Despite having met a therapist, Ifeyinwa said life had not been the same for her.
She said, “I have not been feeling so easy with myself as somebody that was brutalised in that manner. I am still trying to gather myself together. At times, I do feel it all happened because I allowed her to do that to me. On the other hand, I wonder why I didn’t fight back.”
After the incident, Ifeyinwa was asked by the authorities of the National Youth Service Corps (NYSC) to leave Calabar where she was serving her fatherland for security reasons.
She had barely a few weeks to end the programme when the incident occurred. Her batch of NYSC members completed their service year in October.
Asked if she had been given her discharge certificate by the NYSC, Ifeyinwa said she had not, adding, “There was a time they (NYSC) invited me to come for my certificate in Abuja but my parents were scared. They said I wouldn’t go for now. Everybody around me was scared of letting me go, so I am yet to collect it.
“It is not that they didn’t want to give me my certificate. They called me to come for it, but my parents said they were scared and could not allow me to go.”

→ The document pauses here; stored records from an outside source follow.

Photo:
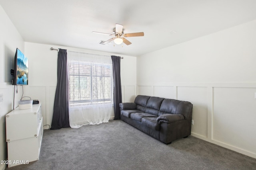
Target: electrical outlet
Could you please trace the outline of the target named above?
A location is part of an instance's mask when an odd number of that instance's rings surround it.
[[[2,102],[4,100],[4,94],[0,94],[0,102]]]

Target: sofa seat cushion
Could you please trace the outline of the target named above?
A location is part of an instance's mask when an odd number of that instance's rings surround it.
[[[142,118],[145,117],[157,117],[157,116],[155,115],[146,113],[132,113],[130,114],[131,119],[140,122],[141,122],[141,119]]]
[[[141,119],[141,123],[142,125],[150,129],[159,131],[160,130],[160,125],[156,121],[157,117],[143,117]]]
[[[121,111],[121,114],[128,118],[130,118],[131,113],[143,113],[138,110],[123,110]]]

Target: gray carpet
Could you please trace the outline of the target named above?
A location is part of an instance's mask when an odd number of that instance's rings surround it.
[[[253,170],[256,159],[190,136],[166,145],[121,120],[44,130],[39,160],[14,170]]]

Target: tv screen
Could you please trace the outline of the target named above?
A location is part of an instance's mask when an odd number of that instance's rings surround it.
[[[18,48],[14,61],[14,85],[28,84],[28,59]]]

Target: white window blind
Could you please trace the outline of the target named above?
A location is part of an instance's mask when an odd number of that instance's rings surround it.
[[[68,56],[70,104],[112,103],[111,58],[106,60],[108,57],[85,53],[79,55],[75,58]]]

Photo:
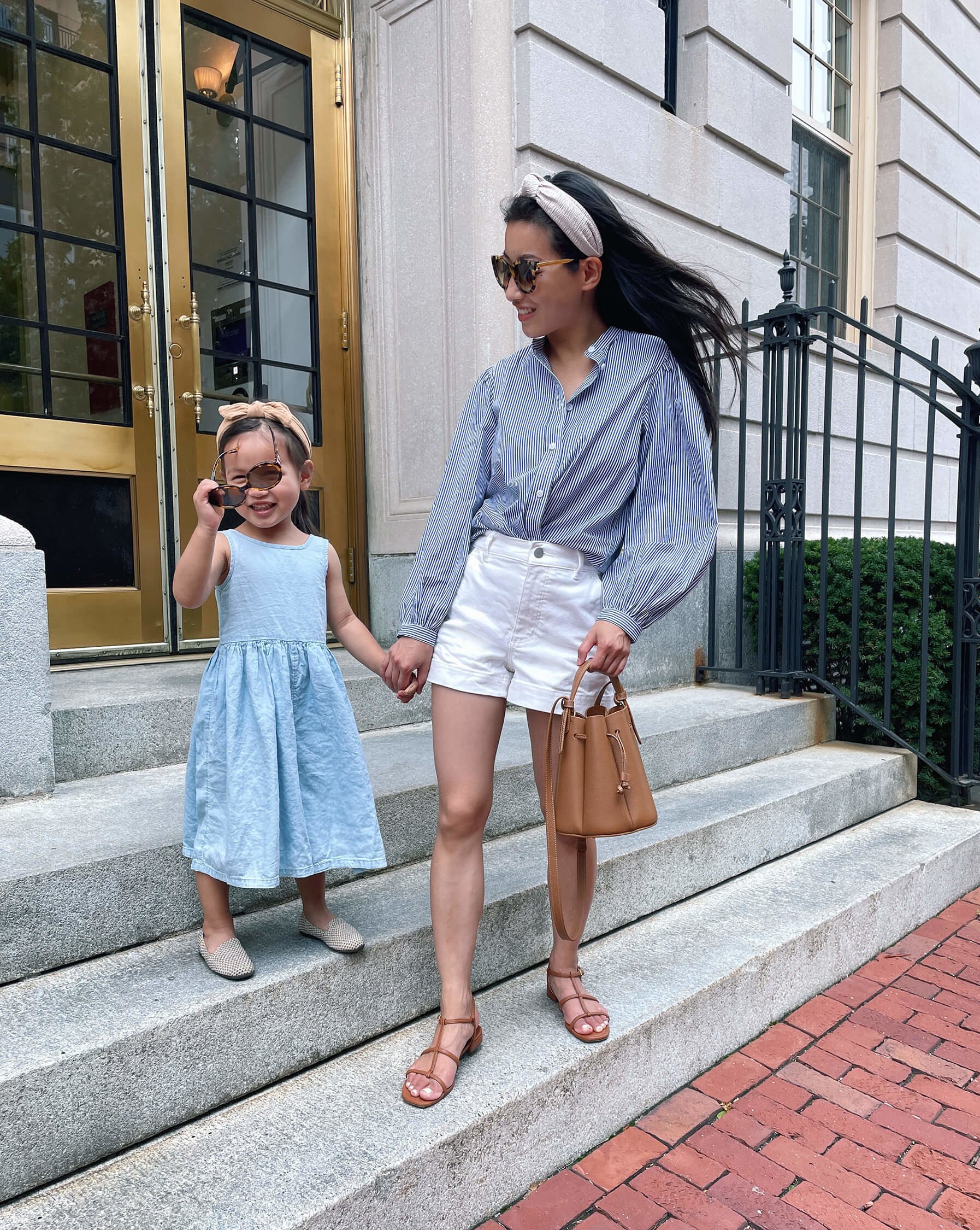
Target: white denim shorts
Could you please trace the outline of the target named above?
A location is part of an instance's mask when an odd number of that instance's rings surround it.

Aside from reports of a tacit apology and condemnation of the incident by the military authorities, Ifeyinwa said the Nigerian Army was yet to reach out to her with a view to assuaging her trauma.
She said, “The military has not called me since then to say anything. I am not aware if they have done anything to the woman. I don’t know anything.
“I am not searching for work yet. I am still taking my time. By next year, I will go into that one (searching for a job) properly. My lawyer is handling my case pro bono (without charges).”